After visiting Italy, Florence is by far one of my favorite cities to visit and I cannot wait to go again.
Hotel: Hotel Al Reali
This was our last stop on our Italy adventure. I grew up in Fort Lauderdale, long called “The Venice of America. ” Obviously, I know that Venice is a city of canals. What I did not expect, since we had taken the train from Florence to Venice, is that it would cost €100 (the equivalent of over $120 U.S. dollars) to go from the train station by boat to our hotel. That is the going rate.
The hotel is a 17th-century Venetian palace that has 32 rooms.
We did a short guided walking tour where we went to St. Mark’s Square, Rialto, and through alleyways away from the tourists. I typically recommend using a tour guide when traveling to a city you have not been to before. For Venice, take your own tour as it is not that difficult to get around. Sometimes it is fun to wander on your own; it is where you can discover some unique and wonderful places.
St. Mark’s Square, you may have heard has a huge number of pigeons because the equally large number of tourists (with their selfie sticks) feed them. We had no interest whatsoever in participating nor getting a photo feeding the birds. St. Mark’s Square in Venice is quite vulnerable to flooding. They have measures in place to protect some of the square.
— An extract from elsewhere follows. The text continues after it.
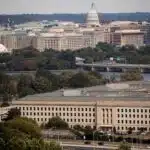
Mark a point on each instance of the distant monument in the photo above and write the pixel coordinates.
(92, 18)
The narrow alleyways during the summer attract crowds, especially cruise ship visitors. Most of the shops are touristy as well. As for a gondola ride, one of those “when in Rome” activities, we did go and we did have the gondolier serenade us. Honestly, I find it to be overrated, cliche, and overpriced. In spite of that, if this is a once-in-a-lifetime trip and you feel you would miss out by not not taking a gondola ride, then go for it.
Also in Venice is Harry’s Bar; it is best known for being Ernest Hemingway’s favorite bar. HaveUHeard it is also home to the Bellini cocktail, which is fresh peach and sparkling wine (prosecco, champagne). Hemingway’s connection to Key West, Florida makes it enticing but there is usually a wait to get a seat as it is very small. The drinks are pricey and seem to be more a photo opp than anything else.
The Rialto bridge is a popular photo spot. If you go on the Doge’s Palace tour, you will have access. I also recommend the tour to see the view from the Bridge of Sighs. HaveUHeard of the legend of the Bridge of Sighs?
Other Places to Visit Near Venice
One regret is not getting to Burano, known for its brightly colored fisherman’s houses and casual eateries. Unfortunately, the weather did not permit us to make this day trip. Some friends also recommend taking a boat over to Murano, an island known for its glass-making creations.
I love Italy! Eventually, I want to visit northern Italy. I highly recommend visiting Italy!